Thursday, February 1, 2007

Butter and vegetables

We are bombarded regularly with all sorts of doomsday reports about rampant obesity in children, and fingers point primarily to those marketing junk to kids. That may well be true, but my neighbor has an interesting take on it.

After an afternoon of chasing kids (why are we always one step behind?), we were both contemplating just what to make for supper, and all I knew was that I was going to cook up some carrots and top them with butter and dill (the carrot tops are earmarked for the guinea pig next door, Toffee). Irish Neighbor, swooping up her deliciously plump toddler, said that sounded yummy, and wasn't it terrible how the vilification of butter has put so many kids off eating their veggies.

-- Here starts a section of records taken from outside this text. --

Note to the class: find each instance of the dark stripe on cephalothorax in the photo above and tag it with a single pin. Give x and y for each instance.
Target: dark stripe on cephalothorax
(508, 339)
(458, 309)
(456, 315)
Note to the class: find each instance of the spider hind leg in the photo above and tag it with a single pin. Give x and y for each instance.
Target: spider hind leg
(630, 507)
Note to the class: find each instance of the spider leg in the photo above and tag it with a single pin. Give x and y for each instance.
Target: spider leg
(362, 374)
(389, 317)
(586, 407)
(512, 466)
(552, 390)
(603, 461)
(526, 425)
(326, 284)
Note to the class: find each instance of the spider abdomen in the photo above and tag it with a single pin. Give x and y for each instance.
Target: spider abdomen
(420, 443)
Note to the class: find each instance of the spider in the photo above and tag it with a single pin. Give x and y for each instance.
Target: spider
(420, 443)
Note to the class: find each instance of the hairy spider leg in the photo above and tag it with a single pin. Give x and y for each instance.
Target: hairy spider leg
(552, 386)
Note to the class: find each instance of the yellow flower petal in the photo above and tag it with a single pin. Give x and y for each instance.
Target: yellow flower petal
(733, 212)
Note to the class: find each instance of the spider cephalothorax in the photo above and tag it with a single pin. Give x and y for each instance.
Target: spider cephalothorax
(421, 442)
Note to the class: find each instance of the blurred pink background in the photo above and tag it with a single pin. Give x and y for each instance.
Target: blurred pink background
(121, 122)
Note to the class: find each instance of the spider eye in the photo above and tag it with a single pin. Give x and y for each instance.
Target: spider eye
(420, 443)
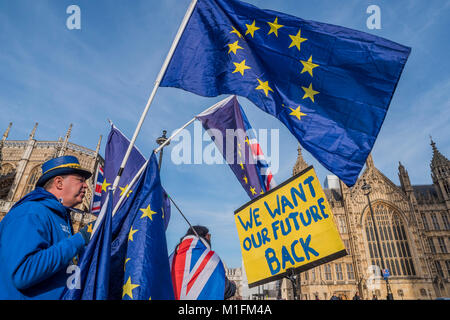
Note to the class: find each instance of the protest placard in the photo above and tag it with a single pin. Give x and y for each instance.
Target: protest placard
(291, 226)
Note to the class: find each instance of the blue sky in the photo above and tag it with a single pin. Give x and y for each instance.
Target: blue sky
(56, 76)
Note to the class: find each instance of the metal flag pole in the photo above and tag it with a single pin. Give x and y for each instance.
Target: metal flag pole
(155, 88)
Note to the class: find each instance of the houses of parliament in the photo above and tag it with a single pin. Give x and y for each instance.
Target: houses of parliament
(412, 227)
(412, 223)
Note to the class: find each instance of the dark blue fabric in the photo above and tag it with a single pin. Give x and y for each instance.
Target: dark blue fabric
(36, 248)
(95, 263)
(355, 79)
(115, 150)
(146, 248)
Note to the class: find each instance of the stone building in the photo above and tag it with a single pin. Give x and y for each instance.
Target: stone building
(20, 168)
(414, 231)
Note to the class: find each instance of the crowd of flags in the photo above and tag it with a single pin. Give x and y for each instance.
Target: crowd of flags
(329, 85)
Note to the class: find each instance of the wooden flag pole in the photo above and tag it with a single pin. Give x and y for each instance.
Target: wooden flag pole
(155, 88)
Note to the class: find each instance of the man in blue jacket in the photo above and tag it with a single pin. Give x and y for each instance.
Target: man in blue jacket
(37, 244)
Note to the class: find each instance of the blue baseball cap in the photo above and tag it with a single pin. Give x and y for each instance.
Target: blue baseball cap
(61, 166)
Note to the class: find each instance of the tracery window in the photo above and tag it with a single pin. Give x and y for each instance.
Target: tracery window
(6, 168)
(393, 239)
(32, 179)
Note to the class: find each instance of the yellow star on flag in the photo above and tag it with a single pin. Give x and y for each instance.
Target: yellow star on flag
(251, 28)
(236, 32)
(122, 190)
(126, 260)
(274, 26)
(297, 113)
(128, 288)
(297, 40)
(148, 212)
(264, 86)
(132, 232)
(308, 66)
(240, 67)
(105, 185)
(234, 47)
(309, 92)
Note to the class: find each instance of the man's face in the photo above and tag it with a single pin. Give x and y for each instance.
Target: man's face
(73, 190)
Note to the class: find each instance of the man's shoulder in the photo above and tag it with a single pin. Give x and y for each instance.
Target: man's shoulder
(29, 209)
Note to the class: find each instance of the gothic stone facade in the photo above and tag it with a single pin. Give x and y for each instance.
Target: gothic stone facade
(414, 232)
(20, 168)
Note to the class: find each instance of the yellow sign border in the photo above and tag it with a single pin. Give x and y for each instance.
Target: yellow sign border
(299, 269)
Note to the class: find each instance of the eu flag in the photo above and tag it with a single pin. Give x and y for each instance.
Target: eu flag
(91, 280)
(331, 86)
(115, 150)
(230, 129)
(140, 261)
(116, 147)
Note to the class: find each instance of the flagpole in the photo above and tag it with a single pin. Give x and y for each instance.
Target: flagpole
(220, 103)
(155, 88)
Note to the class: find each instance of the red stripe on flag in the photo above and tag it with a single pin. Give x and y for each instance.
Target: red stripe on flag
(199, 270)
(178, 264)
(256, 149)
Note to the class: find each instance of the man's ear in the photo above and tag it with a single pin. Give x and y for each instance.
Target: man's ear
(58, 182)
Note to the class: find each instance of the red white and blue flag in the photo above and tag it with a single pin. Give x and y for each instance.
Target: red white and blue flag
(96, 199)
(263, 167)
(238, 144)
(197, 271)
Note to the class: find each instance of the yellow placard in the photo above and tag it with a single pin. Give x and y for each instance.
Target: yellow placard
(290, 228)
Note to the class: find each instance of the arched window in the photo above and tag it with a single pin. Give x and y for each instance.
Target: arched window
(32, 179)
(6, 168)
(394, 242)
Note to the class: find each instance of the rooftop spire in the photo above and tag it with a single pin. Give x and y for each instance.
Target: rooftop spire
(438, 158)
(33, 131)
(5, 135)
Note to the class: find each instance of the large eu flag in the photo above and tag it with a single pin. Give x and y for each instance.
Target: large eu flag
(116, 147)
(92, 278)
(115, 150)
(331, 86)
(139, 257)
(230, 129)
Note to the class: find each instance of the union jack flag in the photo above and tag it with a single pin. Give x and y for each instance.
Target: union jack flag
(197, 271)
(96, 199)
(263, 167)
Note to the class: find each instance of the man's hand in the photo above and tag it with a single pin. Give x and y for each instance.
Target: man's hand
(86, 232)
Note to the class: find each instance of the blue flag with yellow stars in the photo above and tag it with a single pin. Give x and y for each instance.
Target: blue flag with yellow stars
(115, 150)
(331, 86)
(139, 257)
(91, 280)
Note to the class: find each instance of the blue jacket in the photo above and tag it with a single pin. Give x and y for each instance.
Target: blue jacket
(36, 247)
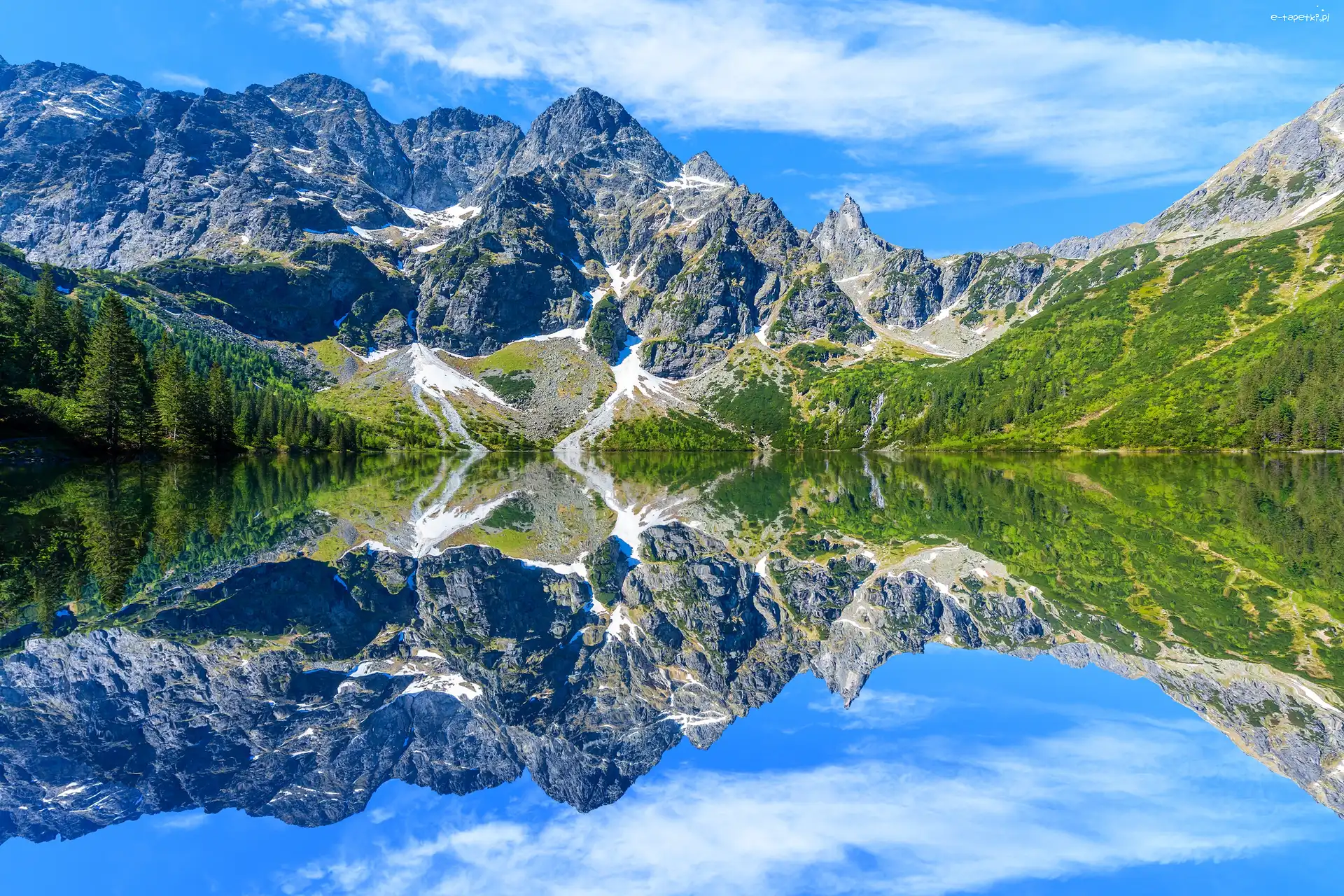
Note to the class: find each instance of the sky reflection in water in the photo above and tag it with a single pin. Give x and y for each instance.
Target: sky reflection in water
(952, 771)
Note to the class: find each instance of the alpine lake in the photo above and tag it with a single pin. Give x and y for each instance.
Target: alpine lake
(673, 673)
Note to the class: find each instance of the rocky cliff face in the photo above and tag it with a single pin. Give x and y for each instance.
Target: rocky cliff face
(102, 172)
(296, 688)
(1292, 175)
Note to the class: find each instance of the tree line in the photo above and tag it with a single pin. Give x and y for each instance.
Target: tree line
(101, 384)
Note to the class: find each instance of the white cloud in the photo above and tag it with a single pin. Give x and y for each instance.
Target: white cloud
(878, 708)
(876, 192)
(183, 821)
(1100, 797)
(179, 80)
(1100, 104)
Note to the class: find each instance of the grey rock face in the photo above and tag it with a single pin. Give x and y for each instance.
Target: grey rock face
(391, 332)
(300, 301)
(507, 274)
(911, 289)
(815, 308)
(295, 691)
(1093, 246)
(847, 245)
(704, 305)
(454, 153)
(914, 289)
(590, 132)
(102, 172)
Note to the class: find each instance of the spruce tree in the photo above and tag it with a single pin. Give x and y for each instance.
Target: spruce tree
(172, 394)
(112, 397)
(219, 410)
(14, 324)
(48, 336)
(77, 326)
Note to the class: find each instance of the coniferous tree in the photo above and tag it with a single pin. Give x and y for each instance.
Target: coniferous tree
(112, 398)
(14, 323)
(219, 410)
(77, 327)
(172, 394)
(48, 337)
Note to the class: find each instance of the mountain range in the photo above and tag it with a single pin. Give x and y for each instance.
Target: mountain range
(298, 631)
(460, 267)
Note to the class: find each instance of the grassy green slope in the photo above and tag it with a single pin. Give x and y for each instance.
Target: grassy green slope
(1237, 344)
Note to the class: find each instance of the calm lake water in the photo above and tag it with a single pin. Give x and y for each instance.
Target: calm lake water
(673, 675)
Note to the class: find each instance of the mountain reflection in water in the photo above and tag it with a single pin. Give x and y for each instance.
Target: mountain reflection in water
(286, 636)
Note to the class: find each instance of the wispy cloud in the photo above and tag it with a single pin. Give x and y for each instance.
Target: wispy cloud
(181, 80)
(183, 821)
(1098, 104)
(878, 710)
(876, 192)
(1098, 797)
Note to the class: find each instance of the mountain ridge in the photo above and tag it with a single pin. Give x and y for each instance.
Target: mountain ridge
(289, 214)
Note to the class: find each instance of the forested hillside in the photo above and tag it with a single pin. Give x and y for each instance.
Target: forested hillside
(1240, 344)
(92, 367)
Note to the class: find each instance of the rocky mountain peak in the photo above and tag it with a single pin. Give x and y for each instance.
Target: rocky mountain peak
(597, 131)
(847, 244)
(1292, 175)
(702, 166)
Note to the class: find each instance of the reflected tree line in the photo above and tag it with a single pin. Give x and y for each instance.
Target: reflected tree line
(1234, 556)
(85, 538)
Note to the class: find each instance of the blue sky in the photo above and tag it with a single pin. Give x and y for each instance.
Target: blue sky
(953, 771)
(958, 127)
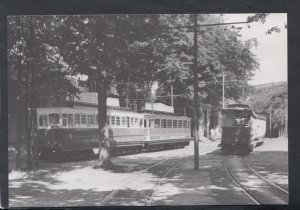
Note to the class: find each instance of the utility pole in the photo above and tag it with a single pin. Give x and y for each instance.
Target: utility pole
(223, 92)
(172, 100)
(207, 122)
(196, 99)
(270, 121)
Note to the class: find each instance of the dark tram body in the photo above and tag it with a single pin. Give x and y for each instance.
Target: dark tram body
(74, 130)
(242, 129)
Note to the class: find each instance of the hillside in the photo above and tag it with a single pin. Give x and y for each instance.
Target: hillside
(262, 97)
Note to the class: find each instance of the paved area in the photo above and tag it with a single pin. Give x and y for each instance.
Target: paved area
(78, 184)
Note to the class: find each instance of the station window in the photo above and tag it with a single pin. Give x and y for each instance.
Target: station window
(70, 121)
(118, 121)
(157, 123)
(179, 123)
(169, 123)
(43, 120)
(53, 119)
(174, 123)
(77, 119)
(113, 120)
(123, 121)
(163, 123)
(83, 120)
(185, 124)
(65, 119)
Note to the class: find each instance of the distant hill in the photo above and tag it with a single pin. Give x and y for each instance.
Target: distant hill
(261, 97)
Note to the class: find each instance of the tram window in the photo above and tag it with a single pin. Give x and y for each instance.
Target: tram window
(141, 123)
(184, 123)
(151, 123)
(91, 120)
(43, 120)
(123, 121)
(174, 123)
(128, 122)
(164, 123)
(53, 119)
(118, 121)
(157, 123)
(83, 119)
(113, 120)
(77, 119)
(169, 123)
(179, 123)
(108, 120)
(65, 119)
(70, 121)
(132, 121)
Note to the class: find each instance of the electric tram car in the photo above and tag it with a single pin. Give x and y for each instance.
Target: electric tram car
(73, 130)
(242, 129)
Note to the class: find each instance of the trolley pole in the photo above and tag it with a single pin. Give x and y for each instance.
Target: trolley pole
(223, 90)
(270, 121)
(196, 99)
(172, 100)
(286, 119)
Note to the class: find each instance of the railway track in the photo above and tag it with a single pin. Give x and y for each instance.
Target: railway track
(256, 187)
(144, 197)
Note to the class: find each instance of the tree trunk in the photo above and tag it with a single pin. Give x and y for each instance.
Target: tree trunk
(104, 149)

I can recall our godson, messily eating slices of butter when he was about 3 years old. As a duly low-fat indoctrinated American adult, I was appalled at the apparently unhealthy aspect of it. But this mother--a wise woman as it turns out--maintained that babies need fat. And indeed, we now know that fats are indispensable for adequate brain and nerve development, not to mention essential for everyone to extract the goodness in vegetables. Hydrogenated margarine is harmful; the real thing is the right one. It's true: butter makes babies smart.

When we made butter the bad guy, we started steaming vegetables and serving them naked. No wonder kids weren't eating them: I much prefer my peas with a dollop of sweet cream butter, and so do kids. Is it instinct, I wonder?

So go ahead, put butter on the veggies, and make sure there's a nice olive oil on the salad. It doesn't need to be a Julia Child sized portion, just a nut of butter to slowly melt on its way to the table. An irresistible invitation, to all of us.